I don't understand this. I don't get exactly what I'm supposed to do with the P(parenthes) thingy or how each question differs from the next.
Theoretical and Experimental Probability: A number cube with the numbers 1 through 6 is rolled. Find the given probability.
1. P(number < 2)
a. 1/6
b. 2/6
c. 4/6
d. 3/6
2. P(number ≥ 3)
a. 4/6
b. 1/6
c. 2/6
d. 5/6
3. P(complement of 4)
a.
b.
c.
d.
there is only one number less than 2, and six possible throws. So,
P(n<2) = 1/6
Similarly,
P(n>=3) = P(n∊{3,4,5,6}) = 4/6 = 2/3
P(n≠4) = 1-P(n=4) = 1 - 1/6 = 5/6
Thank you!
To understand how to answer these questions, we need to first understand the concept of probability. Probability is a measure of how likely an event is to occur. It is expressed as a ratio or a fraction, with the number of favorable outcomes in the numerator and the number of possible outcomes in the denominator.
In this case, you are given a number cube with the numbers 1 through 6. So, the total number of possible outcomes is 6.
Now let's look at question 1: P(number < 2). The symbol "<" means "less than." So, you need to find the probability of rolling a number that is less than 2. In this case, there is only one number that satisfies this condition, which is 1. Therefore, the numerator of the fraction will be 1, and the denominator will be 6 (since there are 6 possible outcomes). So the answer would be 1/6.
For question 2: P(number ≥ 3), the symbol "≥" means "greater than or equal to." So, you need to find the probability of rolling a number that is greater than or equal to 3. In this case, there are four numbers that satisfy this condition, which are 3, 4, 5, and 6. Therefore, the numerator of the fraction will be 4, and the denominator will be 6. So the answer would be 4/6, which can also be simplified to 2/3.

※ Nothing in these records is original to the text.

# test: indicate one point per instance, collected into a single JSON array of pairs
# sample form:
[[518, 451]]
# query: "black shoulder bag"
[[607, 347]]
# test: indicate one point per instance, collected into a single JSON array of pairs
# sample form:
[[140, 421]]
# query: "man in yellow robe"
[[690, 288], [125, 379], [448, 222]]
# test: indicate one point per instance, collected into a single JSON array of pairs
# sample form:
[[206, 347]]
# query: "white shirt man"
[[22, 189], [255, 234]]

Now, for question 3: P(complement of 4). The complement of an event is the opposite of that event. In this case, it means finding the probability of NOT rolling a 4. Since there are 6 possible outcomes and only 1 of them is a 4, the probability of not rolling a 4 is 5/6. Therefore, the answer to this question would be 5/6.
I hope this explanation helps you understand how to approach these types of probability questions. Remember, the numerator represents the number of favorable outcomes, and the denominator represents the total number of possible outcomes.